What retailers want – and how to get it (2/3)

What retailers want – and how to get it (3/3)

Big Data – the need for integration.

Sandy Pentland of MIT points out some of the key issues about Reinventing Society in the Wake of Big Data here. Data ownership is important because it concerns the main driver, as well as one of the main barriers, to developing Big Data services.

The main driver for developing Big Data services is value creation – not just commercial value for firms and the value that customers get from great services – but also the possibility of sharing some of the value that personal data generates with the person that generated it. It’s the main driver because people commonly do things because they get something in return that they value.

One of the main barriers to developing Big Data services is fragmentation and the fragmentation of ownership is critical. Big Data is the personal diary of everyone and everything. This personal diary is sometimes called the ‘data exhaust’ . It is co-created by customers consuming a service and the service provider as it produces the service. I.e. as all the service provider’s staff and machines produce the service.

But who owns this flow of bi-products, this data exhaust? Is it the service provider? Is it the service provider’s partners in its supply chain, the telecommunication company, the content providers, the payment services partner, the security and authentication partner or others? Or is it the customer?

What makes matters more complicated is that data is always copied rather than consumed. So potentially all stakeholders could use the information – for different purposes. And maybe here lies the solution.

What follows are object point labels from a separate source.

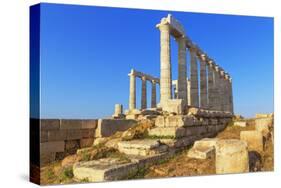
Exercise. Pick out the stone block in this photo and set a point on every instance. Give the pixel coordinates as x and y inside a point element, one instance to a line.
<point>57,135</point>
<point>201,152</point>
<point>43,136</point>
<point>160,121</point>
<point>73,134</point>
<point>72,145</point>
<point>140,144</point>
<point>107,169</point>
<point>240,123</point>
<point>173,106</point>
<point>107,127</point>
<point>89,124</point>
<point>206,143</point>
<point>174,121</point>
<point>254,140</point>
<point>195,130</point>
<point>71,124</point>
<point>263,124</point>
<point>49,124</point>
<point>88,133</point>
<point>264,115</point>
<point>132,116</point>
<point>47,158</point>
<point>86,142</point>
<point>231,156</point>
<point>49,147</point>
<point>173,132</point>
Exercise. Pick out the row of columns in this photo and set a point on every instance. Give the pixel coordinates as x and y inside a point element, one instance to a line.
<point>215,92</point>
<point>132,96</point>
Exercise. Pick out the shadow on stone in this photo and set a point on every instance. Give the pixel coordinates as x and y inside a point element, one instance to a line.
<point>255,161</point>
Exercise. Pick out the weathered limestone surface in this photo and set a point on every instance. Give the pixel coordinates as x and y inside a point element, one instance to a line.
<point>153,94</point>
<point>51,147</point>
<point>143,93</point>
<point>182,83</point>
<point>118,111</point>
<point>231,156</point>
<point>174,121</point>
<point>201,152</point>
<point>211,86</point>
<point>254,140</point>
<point>203,149</point>
<point>165,66</point>
<point>240,123</point>
<point>203,83</point>
<point>167,132</point>
<point>194,96</point>
<point>263,124</point>
<point>107,127</point>
<point>174,106</point>
<point>142,147</point>
<point>132,94</point>
<point>104,169</point>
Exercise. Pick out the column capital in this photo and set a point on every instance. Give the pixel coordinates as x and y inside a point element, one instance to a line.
<point>193,48</point>
<point>163,25</point>
<point>132,73</point>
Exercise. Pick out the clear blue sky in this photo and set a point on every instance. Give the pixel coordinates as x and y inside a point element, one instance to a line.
<point>87,53</point>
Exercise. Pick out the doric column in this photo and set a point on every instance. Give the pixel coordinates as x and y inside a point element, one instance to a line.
<point>153,94</point>
<point>217,88</point>
<point>203,82</point>
<point>227,94</point>
<point>165,66</point>
<point>182,84</point>
<point>231,96</point>
<point>143,93</point>
<point>222,90</point>
<point>194,97</point>
<point>132,97</point>
<point>211,95</point>
<point>188,92</point>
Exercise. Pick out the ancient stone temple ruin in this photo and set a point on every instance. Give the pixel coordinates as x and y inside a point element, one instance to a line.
<point>214,93</point>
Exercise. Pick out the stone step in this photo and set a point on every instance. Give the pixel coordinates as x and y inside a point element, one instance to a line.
<point>109,169</point>
<point>203,149</point>
<point>201,152</point>
<point>142,147</point>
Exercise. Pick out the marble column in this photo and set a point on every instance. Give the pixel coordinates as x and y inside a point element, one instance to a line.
<point>188,92</point>
<point>222,91</point>
<point>143,93</point>
<point>211,85</point>
<point>182,83</point>
<point>231,96</point>
<point>165,66</point>
<point>203,82</point>
<point>132,97</point>
<point>153,94</point>
<point>227,95</point>
<point>216,88</point>
<point>194,97</point>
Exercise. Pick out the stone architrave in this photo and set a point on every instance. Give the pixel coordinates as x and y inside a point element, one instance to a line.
<point>143,93</point>
<point>165,65</point>
<point>194,97</point>
<point>132,97</point>
<point>182,83</point>
<point>153,94</point>
<point>203,82</point>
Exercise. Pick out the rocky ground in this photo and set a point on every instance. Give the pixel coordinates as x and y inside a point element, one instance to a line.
<point>60,172</point>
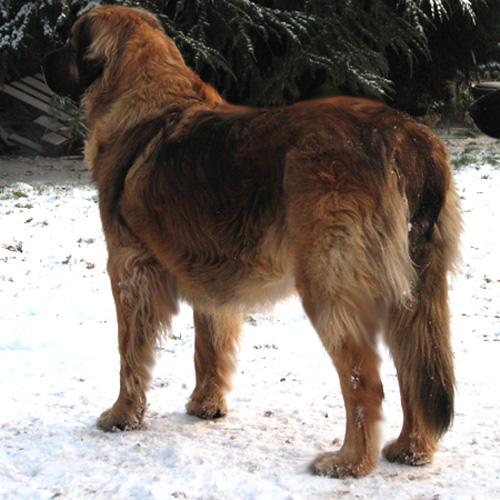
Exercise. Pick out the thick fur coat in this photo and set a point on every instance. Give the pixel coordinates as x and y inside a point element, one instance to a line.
<point>345,201</point>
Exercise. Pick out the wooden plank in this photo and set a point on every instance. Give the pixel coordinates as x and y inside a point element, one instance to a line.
<point>54,139</point>
<point>26,142</point>
<point>31,91</point>
<point>31,101</point>
<point>50,123</point>
<point>38,85</point>
<point>4,135</point>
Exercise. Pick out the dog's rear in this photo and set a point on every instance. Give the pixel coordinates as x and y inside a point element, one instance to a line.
<point>375,223</point>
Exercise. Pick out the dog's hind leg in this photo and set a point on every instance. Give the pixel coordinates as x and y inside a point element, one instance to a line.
<point>419,341</point>
<point>145,299</point>
<point>216,344</point>
<point>350,342</point>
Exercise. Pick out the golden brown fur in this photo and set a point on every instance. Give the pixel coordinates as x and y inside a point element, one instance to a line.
<point>346,201</point>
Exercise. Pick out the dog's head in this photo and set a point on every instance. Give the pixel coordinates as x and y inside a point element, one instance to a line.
<point>485,112</point>
<point>98,47</point>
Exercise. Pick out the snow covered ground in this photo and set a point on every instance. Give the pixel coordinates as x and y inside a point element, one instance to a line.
<point>59,370</point>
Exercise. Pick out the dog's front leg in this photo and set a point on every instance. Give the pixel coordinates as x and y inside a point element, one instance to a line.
<point>216,344</point>
<point>145,300</point>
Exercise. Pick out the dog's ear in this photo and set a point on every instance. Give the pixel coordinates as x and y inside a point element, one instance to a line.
<point>89,68</point>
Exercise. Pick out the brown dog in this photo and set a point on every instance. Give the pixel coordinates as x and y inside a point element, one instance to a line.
<point>346,201</point>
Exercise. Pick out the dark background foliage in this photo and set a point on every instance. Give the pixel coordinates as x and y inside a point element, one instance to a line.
<point>274,52</point>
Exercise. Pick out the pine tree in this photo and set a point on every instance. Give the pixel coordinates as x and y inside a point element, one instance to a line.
<point>272,52</point>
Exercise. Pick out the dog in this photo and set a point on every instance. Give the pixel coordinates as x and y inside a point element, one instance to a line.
<point>344,201</point>
<point>485,112</point>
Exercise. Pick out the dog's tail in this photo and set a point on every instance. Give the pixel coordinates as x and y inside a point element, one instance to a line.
<point>419,335</point>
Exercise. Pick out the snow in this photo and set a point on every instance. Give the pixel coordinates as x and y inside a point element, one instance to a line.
<point>59,370</point>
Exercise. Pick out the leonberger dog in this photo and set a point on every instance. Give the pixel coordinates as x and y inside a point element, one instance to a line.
<point>347,202</point>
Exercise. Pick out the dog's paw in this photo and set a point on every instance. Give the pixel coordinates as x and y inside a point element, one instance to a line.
<point>408,453</point>
<point>339,466</point>
<point>210,408</point>
<point>115,420</point>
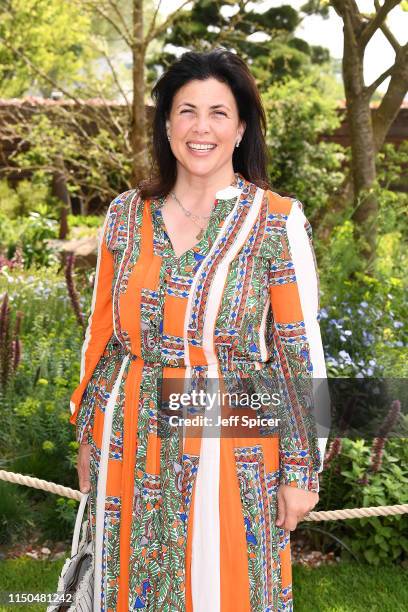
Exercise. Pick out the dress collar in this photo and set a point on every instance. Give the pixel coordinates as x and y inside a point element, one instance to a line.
<point>222,195</point>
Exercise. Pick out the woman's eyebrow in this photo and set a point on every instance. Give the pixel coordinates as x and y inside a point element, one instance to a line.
<point>194,106</point>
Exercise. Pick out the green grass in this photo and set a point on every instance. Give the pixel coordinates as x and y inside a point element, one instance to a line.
<point>25,575</point>
<point>346,587</point>
<point>350,587</point>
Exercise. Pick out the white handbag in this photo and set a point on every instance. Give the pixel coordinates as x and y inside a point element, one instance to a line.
<point>75,584</point>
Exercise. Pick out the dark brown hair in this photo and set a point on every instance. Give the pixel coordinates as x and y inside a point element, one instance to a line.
<point>250,158</point>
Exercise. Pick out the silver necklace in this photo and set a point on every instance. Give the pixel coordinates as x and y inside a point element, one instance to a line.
<point>194,218</point>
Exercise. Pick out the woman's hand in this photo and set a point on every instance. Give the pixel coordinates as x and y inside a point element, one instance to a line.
<point>293,504</point>
<point>83,463</point>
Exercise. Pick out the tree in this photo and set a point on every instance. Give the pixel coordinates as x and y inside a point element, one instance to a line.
<point>368,127</point>
<point>139,30</point>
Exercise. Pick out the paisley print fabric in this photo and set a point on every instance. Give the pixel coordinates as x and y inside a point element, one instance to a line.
<point>186,522</point>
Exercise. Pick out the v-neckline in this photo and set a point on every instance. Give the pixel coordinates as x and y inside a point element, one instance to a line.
<point>222,195</point>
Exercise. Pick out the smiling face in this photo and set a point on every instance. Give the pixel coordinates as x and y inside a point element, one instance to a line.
<point>204,127</point>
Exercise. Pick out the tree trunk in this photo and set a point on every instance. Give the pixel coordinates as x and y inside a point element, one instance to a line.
<point>138,134</point>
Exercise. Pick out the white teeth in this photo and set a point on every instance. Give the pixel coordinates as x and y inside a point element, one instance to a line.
<point>200,147</point>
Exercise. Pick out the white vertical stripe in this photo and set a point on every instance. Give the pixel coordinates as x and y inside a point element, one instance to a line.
<point>205,557</point>
<point>217,286</point>
<point>307,282</point>
<point>102,479</point>
<point>263,349</point>
<point>88,335</point>
<point>206,554</point>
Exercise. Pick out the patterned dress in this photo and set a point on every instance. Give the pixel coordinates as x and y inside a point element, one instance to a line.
<point>183,518</point>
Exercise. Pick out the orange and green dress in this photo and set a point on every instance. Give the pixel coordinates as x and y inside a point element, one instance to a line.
<point>185,521</point>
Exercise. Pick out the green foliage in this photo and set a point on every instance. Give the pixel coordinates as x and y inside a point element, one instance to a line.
<point>375,540</point>
<point>99,161</point>
<point>299,112</point>
<point>205,25</point>
<point>41,33</point>
<point>36,437</point>
<point>29,233</point>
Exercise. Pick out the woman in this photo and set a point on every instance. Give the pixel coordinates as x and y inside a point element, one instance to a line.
<point>205,279</point>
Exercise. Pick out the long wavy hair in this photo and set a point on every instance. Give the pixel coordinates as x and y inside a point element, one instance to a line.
<point>250,158</point>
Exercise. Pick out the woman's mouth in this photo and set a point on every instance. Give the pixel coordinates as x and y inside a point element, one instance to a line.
<point>200,149</point>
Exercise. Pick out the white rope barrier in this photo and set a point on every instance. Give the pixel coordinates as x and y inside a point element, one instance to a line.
<point>322,515</point>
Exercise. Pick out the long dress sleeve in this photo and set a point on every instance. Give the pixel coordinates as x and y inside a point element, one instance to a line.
<point>100,322</point>
<point>294,294</point>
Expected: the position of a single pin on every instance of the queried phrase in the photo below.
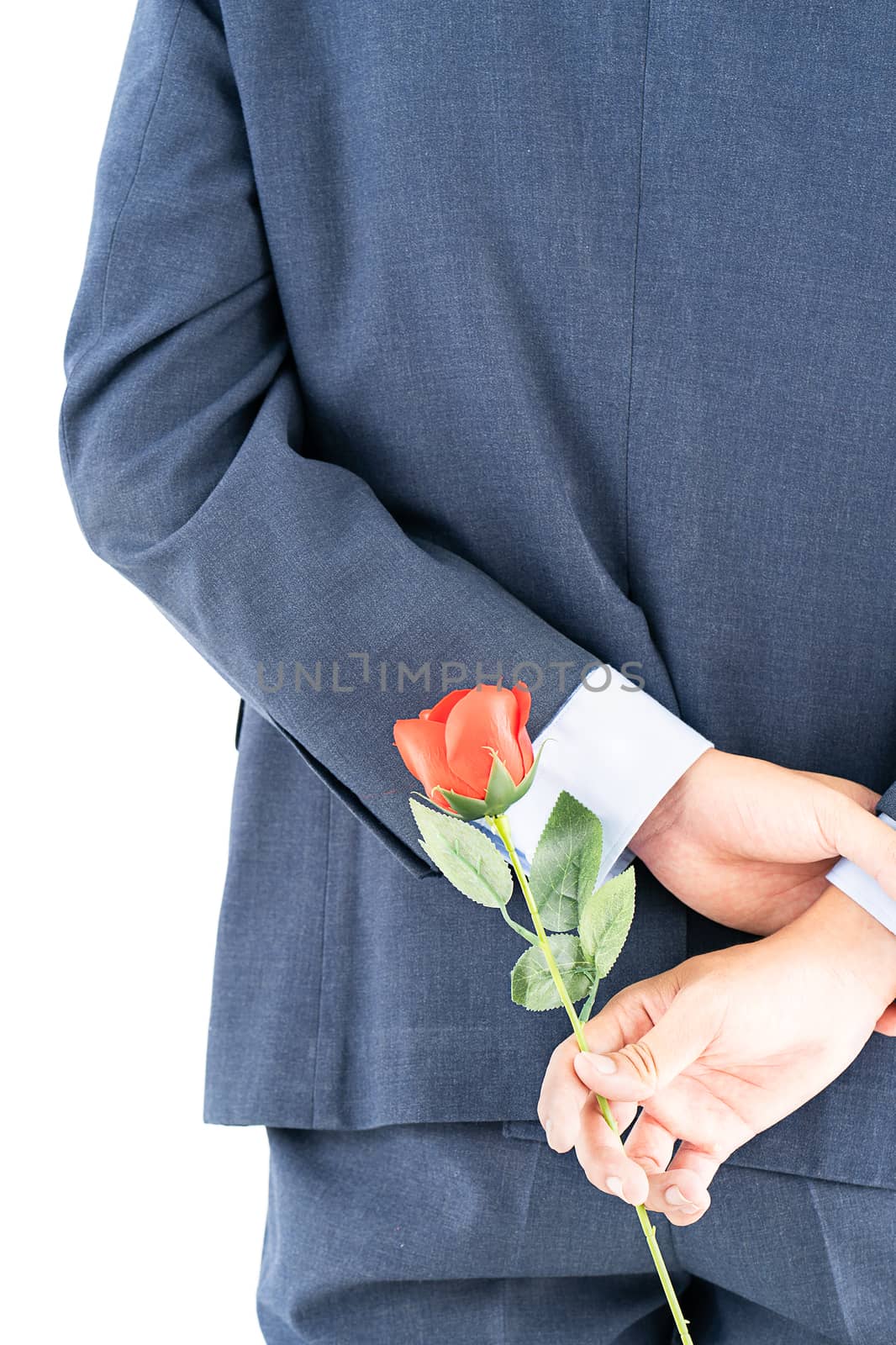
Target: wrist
(846, 934)
(672, 807)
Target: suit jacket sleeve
(182, 437)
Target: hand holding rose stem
(472, 753)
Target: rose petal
(423, 750)
(485, 719)
(524, 701)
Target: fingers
(860, 794)
(642, 1067)
(860, 836)
(677, 1187)
(562, 1093)
(604, 1161)
(640, 1170)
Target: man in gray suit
(421, 346)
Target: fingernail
(674, 1197)
(603, 1064)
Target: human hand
(716, 1051)
(748, 844)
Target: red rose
(455, 743)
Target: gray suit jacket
(497, 336)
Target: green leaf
(532, 984)
(465, 854)
(566, 864)
(606, 919)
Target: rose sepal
(501, 791)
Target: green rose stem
(502, 827)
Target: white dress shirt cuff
(616, 751)
(862, 887)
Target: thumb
(645, 1066)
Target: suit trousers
(478, 1234)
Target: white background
(125, 1219)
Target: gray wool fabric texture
(501, 338)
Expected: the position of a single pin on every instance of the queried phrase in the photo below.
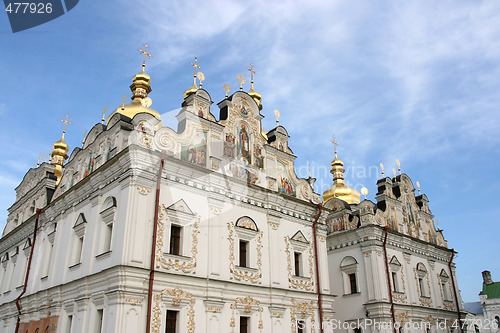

If the value of data depends on its use and it is infinitely copyable then we should be asking who owns the right to use it for specific purposes rather than just asking who owns it? Maybe the problem of ownership fragmentation is a licensing problem. Framing data ownership as a licensing problem may partly help to solve the problem of controlling the use of customers’ personal data as well all the problem of sharing out the value that it can create.

Another Big Data fragmentation problem that Sandy Pentland mentions is that Big Data rarely has one source. It’s nearly always generated on different parts of the firm and partly bought-in from partners – and even in a single firm there are database and business process silos.

Database fragmentation makes it hard to integrate the vast volumes of data even when you are aware of what data is available. It’s another main barrier to developing Big Data services because data services are emergent – they only exist as a whole and they can be combined in many different ways.  So its difficult to judge which services will be a success.

It is much easier to start with a good description of customers’ service-needs and then work backwards. But that’s difficult for the firms in the supply chain with tonnes of data and little direct customer knowledge.

That’s why the supermarkets are taking over the world – direct customer contact gives them deep customer knowledge, which helps them to build-up current and new business areas. Then the new business areas give them new insights into different aspects of their customers’ lives – which enable them to build up further new business areas. Look at how Tesco and Sainsbury’s went from groceries to clothes, consumer electronics, then financial services and more services.

If your firm has tonnes of data that you are sure can be leveraged to create new value, but it’s fragmented and you do not know how to use it or when more data  needs to be bought in, then I’d suggest using a customer journey analysis approach, like PIGs. Fragmented product and service components always come together at the point of consumption. And anyway, if you want to assess service quality, value is ‘in the eye of the beholder’ – the consumer.